On Wednesday and Thursday this week, a minority of Tide members experienced intermittent issues using the “banking” parts of their Tide app (viewing balances and initiating Faster Payments). The best remedy was simply to “wait a few minutes and try again” but we still consider this situation to be totally unacceptable, so I wanted to explain the detail of what happened.
Around 4am on 17th May we noticed an increased number of connection timeouts to our payments provider, PrePaid Solutions (PPS). Initial assessment of the situation showed that data was not transmitting correctly between two data centres - what engineers call “packet loss”.
Packet loss affects all online organisations occasionally and is generally resolved very quickly. However, this problem persisted so we raced round the clock to find solutions. Attempts to route traffic to PPS’s secondary systems proved unsuccessful, as did re-routing traffic via a secondary data-centre of Tide’s.
Finally a combination solution was found: PPS’s networking provider routed traffic through an alternative data network, and Tide moved our operations to utilise PPS’s secondary systems.
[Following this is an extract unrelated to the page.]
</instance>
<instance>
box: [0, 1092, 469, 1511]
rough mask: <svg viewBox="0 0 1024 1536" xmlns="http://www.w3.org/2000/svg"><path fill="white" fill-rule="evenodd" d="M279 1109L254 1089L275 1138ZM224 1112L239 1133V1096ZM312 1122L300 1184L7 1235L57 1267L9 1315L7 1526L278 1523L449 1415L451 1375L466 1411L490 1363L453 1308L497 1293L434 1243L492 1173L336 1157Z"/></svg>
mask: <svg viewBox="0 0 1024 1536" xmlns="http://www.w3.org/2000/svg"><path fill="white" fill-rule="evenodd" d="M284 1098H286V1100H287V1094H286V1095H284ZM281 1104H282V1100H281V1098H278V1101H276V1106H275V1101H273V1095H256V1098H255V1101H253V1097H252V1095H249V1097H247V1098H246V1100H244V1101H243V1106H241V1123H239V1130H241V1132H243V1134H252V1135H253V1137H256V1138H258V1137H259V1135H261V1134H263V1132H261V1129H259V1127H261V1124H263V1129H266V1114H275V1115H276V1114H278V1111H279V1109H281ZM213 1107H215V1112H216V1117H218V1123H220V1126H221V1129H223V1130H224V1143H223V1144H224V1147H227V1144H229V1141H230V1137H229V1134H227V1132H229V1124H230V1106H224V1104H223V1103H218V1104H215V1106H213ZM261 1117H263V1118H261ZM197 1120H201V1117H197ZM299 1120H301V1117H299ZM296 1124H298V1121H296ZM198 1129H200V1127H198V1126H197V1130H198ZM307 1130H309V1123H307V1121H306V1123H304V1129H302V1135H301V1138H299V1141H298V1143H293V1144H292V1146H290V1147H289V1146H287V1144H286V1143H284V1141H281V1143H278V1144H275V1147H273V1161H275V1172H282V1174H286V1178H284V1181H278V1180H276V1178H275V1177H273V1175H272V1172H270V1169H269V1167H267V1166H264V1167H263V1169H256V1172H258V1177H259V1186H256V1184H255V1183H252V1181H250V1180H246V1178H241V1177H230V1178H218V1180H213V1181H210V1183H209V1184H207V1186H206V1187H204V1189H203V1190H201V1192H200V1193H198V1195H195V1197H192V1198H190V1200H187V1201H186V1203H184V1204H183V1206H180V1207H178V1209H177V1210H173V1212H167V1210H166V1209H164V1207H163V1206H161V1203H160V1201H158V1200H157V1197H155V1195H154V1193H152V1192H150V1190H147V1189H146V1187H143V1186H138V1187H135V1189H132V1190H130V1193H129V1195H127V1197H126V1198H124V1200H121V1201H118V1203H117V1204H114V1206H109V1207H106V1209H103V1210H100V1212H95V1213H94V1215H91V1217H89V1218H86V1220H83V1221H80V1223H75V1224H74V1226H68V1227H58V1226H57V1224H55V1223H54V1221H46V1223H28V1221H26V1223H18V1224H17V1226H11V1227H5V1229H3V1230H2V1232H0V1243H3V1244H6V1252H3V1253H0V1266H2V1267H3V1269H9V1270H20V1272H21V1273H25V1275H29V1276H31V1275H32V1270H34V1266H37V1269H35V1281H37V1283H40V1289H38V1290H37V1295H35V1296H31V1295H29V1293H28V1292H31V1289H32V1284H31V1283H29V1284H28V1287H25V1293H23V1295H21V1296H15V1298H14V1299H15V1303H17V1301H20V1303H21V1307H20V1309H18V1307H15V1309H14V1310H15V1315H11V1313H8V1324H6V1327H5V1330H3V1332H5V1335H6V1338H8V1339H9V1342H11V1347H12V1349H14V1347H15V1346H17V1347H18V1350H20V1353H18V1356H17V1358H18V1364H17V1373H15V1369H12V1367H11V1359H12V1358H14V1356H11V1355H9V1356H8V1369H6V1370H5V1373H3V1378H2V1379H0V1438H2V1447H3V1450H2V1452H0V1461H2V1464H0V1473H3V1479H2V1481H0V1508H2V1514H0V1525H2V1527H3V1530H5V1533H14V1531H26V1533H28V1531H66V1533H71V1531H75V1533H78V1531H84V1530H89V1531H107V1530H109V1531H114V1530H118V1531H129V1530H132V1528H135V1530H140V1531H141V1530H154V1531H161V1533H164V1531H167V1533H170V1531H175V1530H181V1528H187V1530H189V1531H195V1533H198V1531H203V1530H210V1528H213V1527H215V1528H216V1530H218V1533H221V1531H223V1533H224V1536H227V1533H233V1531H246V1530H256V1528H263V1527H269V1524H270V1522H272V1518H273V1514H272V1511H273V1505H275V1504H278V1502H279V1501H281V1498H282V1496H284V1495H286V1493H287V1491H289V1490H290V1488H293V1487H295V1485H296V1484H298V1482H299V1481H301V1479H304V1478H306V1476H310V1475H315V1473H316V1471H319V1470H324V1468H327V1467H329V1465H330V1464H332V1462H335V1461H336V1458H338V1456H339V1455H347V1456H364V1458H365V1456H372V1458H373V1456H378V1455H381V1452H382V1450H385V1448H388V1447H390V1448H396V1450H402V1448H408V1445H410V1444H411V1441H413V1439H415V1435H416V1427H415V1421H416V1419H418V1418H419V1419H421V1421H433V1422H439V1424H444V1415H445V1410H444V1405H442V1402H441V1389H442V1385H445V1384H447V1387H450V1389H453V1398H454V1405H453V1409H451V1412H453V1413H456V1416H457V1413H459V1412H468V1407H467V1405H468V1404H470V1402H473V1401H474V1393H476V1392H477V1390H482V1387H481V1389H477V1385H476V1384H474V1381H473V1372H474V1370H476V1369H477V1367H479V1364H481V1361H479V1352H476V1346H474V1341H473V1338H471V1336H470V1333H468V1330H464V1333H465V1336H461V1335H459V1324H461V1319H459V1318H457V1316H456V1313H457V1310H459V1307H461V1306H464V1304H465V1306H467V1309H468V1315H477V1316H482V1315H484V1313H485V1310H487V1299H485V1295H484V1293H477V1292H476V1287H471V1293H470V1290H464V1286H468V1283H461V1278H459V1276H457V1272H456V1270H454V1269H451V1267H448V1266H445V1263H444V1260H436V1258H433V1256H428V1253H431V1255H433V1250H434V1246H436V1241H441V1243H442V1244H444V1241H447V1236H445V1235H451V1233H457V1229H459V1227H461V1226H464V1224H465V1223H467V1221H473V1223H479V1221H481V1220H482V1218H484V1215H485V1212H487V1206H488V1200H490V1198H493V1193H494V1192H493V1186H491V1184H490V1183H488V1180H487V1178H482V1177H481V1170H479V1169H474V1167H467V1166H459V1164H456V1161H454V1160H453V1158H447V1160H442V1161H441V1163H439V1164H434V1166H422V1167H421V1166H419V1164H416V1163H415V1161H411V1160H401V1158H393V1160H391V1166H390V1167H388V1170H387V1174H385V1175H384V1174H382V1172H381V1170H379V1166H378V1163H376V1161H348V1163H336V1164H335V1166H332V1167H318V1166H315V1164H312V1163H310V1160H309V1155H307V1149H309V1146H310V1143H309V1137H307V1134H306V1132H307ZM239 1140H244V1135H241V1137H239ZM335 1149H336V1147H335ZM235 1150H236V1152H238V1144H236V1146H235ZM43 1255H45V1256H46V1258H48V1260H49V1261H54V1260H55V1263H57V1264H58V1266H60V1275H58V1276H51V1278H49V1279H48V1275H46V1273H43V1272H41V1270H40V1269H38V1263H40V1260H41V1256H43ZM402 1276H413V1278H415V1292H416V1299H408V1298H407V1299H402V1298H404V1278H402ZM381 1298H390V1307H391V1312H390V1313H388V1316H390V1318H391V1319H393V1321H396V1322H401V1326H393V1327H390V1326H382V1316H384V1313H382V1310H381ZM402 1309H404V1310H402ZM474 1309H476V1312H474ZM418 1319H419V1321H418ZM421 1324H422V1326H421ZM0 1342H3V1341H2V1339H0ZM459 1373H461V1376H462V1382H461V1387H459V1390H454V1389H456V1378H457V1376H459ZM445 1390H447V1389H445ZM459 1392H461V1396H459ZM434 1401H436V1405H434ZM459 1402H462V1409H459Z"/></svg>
Together we were able to re-establish stable connectivity.
What can we learn from this? In truth, neither Tide nor PPS’s systems “failed”, and both organisations moved quickly to remedy a problem we did not cause. Nevertheless it is clear that we can and should seek to have backup data transit processes in place for faster switching of networks should it be necessary. We’re now talking with PPS with the intention of setting that up.
Tide has successfully relied on PPS for banking services for nearly a year and we’ve never experienced an issue like this before. Fortunately the impact was modest but I want to be clear to our members that we take this very seriously and will do everything we can to ensure it can’t happen again.
Matt Wilson, CTO